Un combattant pour la vie

28/12/2002 02:27Caroline
Au-delà des frontières et des civilisations, des hommes et des femmes luttent chaque jour pour améliorer les conditions de vie et de traitement des personnes atteintes par le virus HIV.Nous avons voulu donner la parole à Adrian Bumb, un jeune Roumain de 21 ans qui s'engage concrètement depuis deux ans, avec des amis, contre la pandémie de sida.

Adrian Bumb, 21 ans, est élève-ingénieur en bâtiment. Cela fait environ deux ans qu'il a décidé avec quelques amis d'aider les enfants porteurs du virus HIV dans les hôpitaux.
Il tente de trouver des sponsors pour créer une fondation à but non lucratif, destinée autour d'un programme éducatif, à éloigner les enfants du stress perpétuel à et leur rendre le droit de vivre leur vie enfance. Entre espoirs et déceptions, Adrian constate les conséquences directes du manque de fonds et de l'insuffisance information de la population.
"Je n'espère rien changer, je veux juste que les enfants puissent vivre pleinement malgré tout. Chacun vit dans l'espoir que l'on découvrira un jour un traitement qui les guérira", explique-t-il. "Je me bats également pour dénoncer le rejet des enfants du système scolaire. Bien que l'Etat ait créé des lois pour protéger l'enfant, les écoles acceptent très difficilement ceux qui sont contaminés. La confidentialité n'est pas respectée", ajoute-t-il.
Selon un sondage réalisé en novembre 2000 par l'Institut Curs sur un échantillon de 1.775 personnes, près de trois Roumains sur quatre craignent les malades du sida.

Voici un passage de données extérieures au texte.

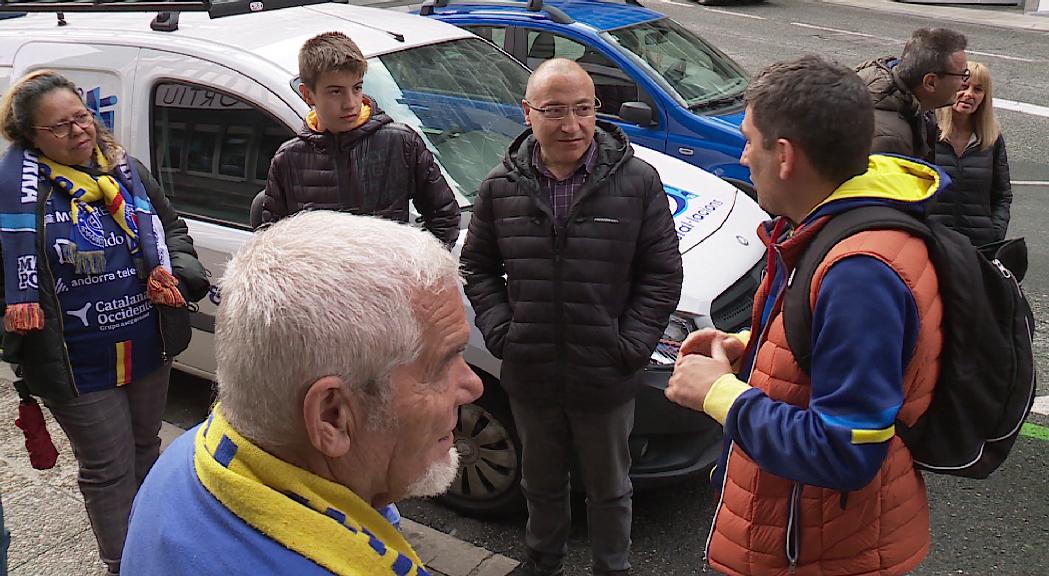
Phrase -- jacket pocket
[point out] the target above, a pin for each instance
(174, 328)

"La population ne comprend pas que ces enfants ont le droit de vivre et qu'ils ne sont pas respon- sables de leur maladie. Les familles des malades ne veulent pas que l'on découvre leur secret, alors elles s'isolent de la société, abandonnant les plus petits", indique le jeune étudiant.
Selon Adrian, 80% des enfants malades âgés aujourd'hui de dix à quatorze ans, auraient été contaminés entre 1988 et 1991 par des vaccins importés d'autres pays, fabriqués à partir de sérum non contrôlé qui contenait le virus.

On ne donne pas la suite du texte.